[Review] Gradient Descent Variants ~ Optimisation Algorithms ~ #GradientDescent

Introduction

Gradient descent optimisation algorithms, while increasingly popular, are often used as black-box optimizers, especially when it comes to the actual implementation using some DL libraries. Indeed, practical explanations of their strengths and weaknesses are hard to come by. This article aims to provide the reader with intuitions with regard to the behaviour of different algorithms that will allow us to put them to use.
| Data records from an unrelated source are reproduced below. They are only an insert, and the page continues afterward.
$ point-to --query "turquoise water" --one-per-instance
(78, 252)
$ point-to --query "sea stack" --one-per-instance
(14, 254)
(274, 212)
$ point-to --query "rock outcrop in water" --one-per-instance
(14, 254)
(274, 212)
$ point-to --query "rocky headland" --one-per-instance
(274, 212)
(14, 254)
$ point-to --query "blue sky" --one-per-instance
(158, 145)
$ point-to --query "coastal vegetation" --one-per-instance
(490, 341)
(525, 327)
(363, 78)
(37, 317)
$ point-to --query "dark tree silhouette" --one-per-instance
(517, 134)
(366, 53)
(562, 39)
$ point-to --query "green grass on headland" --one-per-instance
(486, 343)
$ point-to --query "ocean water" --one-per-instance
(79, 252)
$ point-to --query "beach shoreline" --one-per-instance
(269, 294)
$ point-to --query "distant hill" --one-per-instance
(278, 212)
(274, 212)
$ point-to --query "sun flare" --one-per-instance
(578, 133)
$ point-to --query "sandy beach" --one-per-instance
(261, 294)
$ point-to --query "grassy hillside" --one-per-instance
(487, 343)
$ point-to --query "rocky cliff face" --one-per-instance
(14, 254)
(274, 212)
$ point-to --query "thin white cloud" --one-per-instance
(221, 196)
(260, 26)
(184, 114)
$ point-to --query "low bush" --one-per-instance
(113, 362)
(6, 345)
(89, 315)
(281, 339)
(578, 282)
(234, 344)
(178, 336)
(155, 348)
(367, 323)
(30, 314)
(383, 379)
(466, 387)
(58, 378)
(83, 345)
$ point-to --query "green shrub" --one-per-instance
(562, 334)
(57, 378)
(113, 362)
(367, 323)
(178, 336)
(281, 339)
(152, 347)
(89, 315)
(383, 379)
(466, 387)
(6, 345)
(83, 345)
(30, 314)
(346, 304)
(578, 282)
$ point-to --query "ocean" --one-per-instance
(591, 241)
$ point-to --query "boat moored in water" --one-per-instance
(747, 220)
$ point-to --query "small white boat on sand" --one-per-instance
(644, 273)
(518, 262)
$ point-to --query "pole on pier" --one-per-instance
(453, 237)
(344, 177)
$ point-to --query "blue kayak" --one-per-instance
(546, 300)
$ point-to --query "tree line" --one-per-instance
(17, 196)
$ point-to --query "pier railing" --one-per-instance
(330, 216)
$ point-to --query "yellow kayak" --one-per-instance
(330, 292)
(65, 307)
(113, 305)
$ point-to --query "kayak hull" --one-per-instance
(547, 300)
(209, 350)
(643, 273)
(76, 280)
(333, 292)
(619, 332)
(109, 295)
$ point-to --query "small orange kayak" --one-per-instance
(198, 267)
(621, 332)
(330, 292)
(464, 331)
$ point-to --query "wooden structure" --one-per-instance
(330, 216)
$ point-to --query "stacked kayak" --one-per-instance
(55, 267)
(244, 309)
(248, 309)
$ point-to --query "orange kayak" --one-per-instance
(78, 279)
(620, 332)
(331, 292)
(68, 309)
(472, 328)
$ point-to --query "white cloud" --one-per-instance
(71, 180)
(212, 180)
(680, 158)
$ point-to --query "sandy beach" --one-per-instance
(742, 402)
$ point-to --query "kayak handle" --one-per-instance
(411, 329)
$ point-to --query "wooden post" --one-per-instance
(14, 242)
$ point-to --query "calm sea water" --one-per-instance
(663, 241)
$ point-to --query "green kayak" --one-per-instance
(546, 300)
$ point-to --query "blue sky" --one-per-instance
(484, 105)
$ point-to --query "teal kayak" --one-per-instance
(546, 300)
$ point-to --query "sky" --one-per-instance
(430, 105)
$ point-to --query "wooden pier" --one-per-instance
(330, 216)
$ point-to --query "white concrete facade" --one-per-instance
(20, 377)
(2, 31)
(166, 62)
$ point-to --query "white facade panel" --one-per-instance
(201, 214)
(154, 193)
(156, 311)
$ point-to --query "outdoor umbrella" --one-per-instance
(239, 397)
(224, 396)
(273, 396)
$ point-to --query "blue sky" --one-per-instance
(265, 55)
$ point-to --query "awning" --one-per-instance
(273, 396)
Original Papaer : https://arxiv.org/pdf/1609.04747.pdf

Gradient Descent

It is a way to minimise an objective function $J(\theta)$ parametrised by a model's parameters $\theta \in R^d$ by updating the parameters in the opposite direction of the gradient of the objective function $\nabla_{\theta}J(\theta)$ with regard to the parameters. The learning rate $\eta$ determines the size of the steps we take to discover a minimum.

Variants

Batch Gradient Descent
Stochastic Gradient Descent
Mini-Batch Gradient Descent

1. Batch Gradient Descent

Vanilla gradient descent, aka batch gradient descent, computes the gradient of the cost function w.r.t. the parameters $\theta$ for the entire training dataset at once.

\theta = \theta - \eta\nabla_{\theta}J(\theta)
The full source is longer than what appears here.